In summer 2000 we moved to the MPI in Halle, which provided us with the wonderful opportunity to develop the field of anthropology of law from a comparative perspective with a group of dedicated legal anthropologists, building on our earlier interests and developing them into new directions. We organized a number of conferences exploring central theoretical issues in the anthropology of law, such as power, mobility, space, transnationalization, and disorder, which culminated in several edited volumes. With the research group we explored transnational dimensions of law, property and social security and religious dimensions of law.
To establish close links and cooperation with the two closest universities, I was appointed as an honorary professor at Leipzig University and at the Martin Luther University in Halle.

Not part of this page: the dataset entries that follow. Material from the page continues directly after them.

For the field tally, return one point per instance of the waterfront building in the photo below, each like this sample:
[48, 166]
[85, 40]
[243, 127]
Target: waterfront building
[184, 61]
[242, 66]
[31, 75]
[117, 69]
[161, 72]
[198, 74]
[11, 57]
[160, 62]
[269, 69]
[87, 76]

The beginning of our work at the MPI coincided with great political change in Indonesia after the fall of the Suharto regime. We decided to take this opportunity to start long term research on the process of decentralization in West Sumatra. We wrote a book on this research, setting the more recent developments in a deeper historical perspective with a focus on the changing relationships among the three major normative orders of the state, Islam, and adat. The book appeared 2013 with CUP, a few months after the untimely decease of Franz. When the new Department Law and Anthropology was established, Franz and I moved to the Netherlands in 2012.
As an associate of MPI I have continued to pursue my academic interests, supervising PhD students and participating in the Max Planck research school REMEP, and in close collaboration with the Van Vollenhoven Institute for Law and Governance at Leiden University. Currently I participate in a research group at the ZIF (Centre for Interdisciplinary Studies) in Bielefeld on "Kinship and Politics: Rethinking a conceptual split and its epistemic implications in the Social Sciences".